次の日の早朝、紫音はさっそく折れた刀を持ってオーラの刀身を作り出す訓練を行う。
(刀身をイメージして、集中…、集中……)
紫音はオーラブレードの要領で、刀にオーラを送り込み刀に宿ったオーラを、刀身をイメージしながら折れたところから伸ばしていく。
そして、伸ばしたオーラを刀身の形に成形させオーラの刀身(オーラの刀)を完成させる。
「何とか出来た」
サタナエル戦で<女神の秘眼>によるオーラスキル強化で、オーラの刀を使っていた紫音はそのコツを覚えており、本来なら難易度の高いこの技を時間は掛かったが成功することが出来た。
「はっ!」
紫音は、そのオーラの刀で近くにある地面にさした藁の束を斬ると、問題なく斬ることが出来た。作り出すのに時間も掛かかり、切れ味も少し悪いが練習すればスキルに磨きが掛かり、改善されるであろうと紫音は思い少し満足な顔をする。
その時どこからともなく声が聞こえてきた。
「その程度の出来で満足な顔をするとは、先が思いやられるな、シオンよ!」
「この可愛い幼女ちゃん声は、マオちゃん!」
紫音は、その年下声を聞き分ける無駄な特殊能力を発動させて、声の持ち主を当てる。
「だれが、幼女だ! 我を子供扱いするなと言っておろうが!」
マオが怒りながら着ているフードマントへの魔力を中断し、ステルス機能を止めて姿を表し頭に被ったフードを脱ぐと白銀色の綺麗な髪が顕になる。

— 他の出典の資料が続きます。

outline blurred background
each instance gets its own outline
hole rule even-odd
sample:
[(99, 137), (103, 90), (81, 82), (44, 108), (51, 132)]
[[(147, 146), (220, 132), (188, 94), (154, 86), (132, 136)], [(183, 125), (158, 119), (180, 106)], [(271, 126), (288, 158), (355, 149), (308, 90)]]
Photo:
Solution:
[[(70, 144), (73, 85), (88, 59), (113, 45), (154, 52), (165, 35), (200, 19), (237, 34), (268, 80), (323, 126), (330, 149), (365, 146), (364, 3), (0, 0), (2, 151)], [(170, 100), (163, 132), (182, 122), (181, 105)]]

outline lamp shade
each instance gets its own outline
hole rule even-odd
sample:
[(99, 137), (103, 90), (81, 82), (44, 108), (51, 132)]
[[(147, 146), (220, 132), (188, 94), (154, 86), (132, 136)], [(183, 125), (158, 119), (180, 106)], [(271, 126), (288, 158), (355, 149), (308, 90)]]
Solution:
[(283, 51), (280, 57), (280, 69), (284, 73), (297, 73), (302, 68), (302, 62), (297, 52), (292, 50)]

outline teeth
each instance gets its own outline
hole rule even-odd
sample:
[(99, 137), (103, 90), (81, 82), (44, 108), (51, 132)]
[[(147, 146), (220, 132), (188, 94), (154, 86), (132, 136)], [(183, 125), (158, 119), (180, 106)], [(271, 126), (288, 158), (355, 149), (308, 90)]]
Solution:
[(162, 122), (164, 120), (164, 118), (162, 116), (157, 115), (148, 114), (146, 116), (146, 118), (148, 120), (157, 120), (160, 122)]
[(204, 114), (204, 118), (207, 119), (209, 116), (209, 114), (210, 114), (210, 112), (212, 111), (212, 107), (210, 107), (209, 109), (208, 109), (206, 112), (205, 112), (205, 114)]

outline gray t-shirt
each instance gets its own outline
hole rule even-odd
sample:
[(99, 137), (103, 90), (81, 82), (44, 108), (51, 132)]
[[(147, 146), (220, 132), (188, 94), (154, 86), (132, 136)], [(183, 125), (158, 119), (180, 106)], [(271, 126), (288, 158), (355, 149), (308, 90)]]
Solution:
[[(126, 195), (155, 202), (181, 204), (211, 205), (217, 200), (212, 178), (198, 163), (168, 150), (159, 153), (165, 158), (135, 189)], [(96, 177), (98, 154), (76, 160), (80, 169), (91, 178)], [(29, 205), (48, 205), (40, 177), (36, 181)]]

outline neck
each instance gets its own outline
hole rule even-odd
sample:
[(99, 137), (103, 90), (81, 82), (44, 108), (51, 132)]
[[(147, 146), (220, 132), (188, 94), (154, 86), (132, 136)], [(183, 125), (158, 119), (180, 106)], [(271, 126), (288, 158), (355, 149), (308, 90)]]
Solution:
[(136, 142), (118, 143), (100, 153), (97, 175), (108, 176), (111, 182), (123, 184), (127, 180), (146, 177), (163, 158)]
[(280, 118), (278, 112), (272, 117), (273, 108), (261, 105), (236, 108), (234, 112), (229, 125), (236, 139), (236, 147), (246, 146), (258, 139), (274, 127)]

マオはコホンと咳払いをして、仕切り直すと紫音を窘め始めた。
「よいか、シオンよ。今の貴様のその貧弱なオーラの刀では、魔王どころかオーガすら倒すことは出来ぬ!」
「それは酷いよ、マオちゃん。オーガぐらいは倒せるよ」
紫音がマオの厳しい言葉に反論する。
「ならば、そのオーラの刀であの岩を見事に斬ってみよ!」
彼女は、高さ2メートル幅2メートルぐらいある岩を指差して、紫音に斬るように命じた。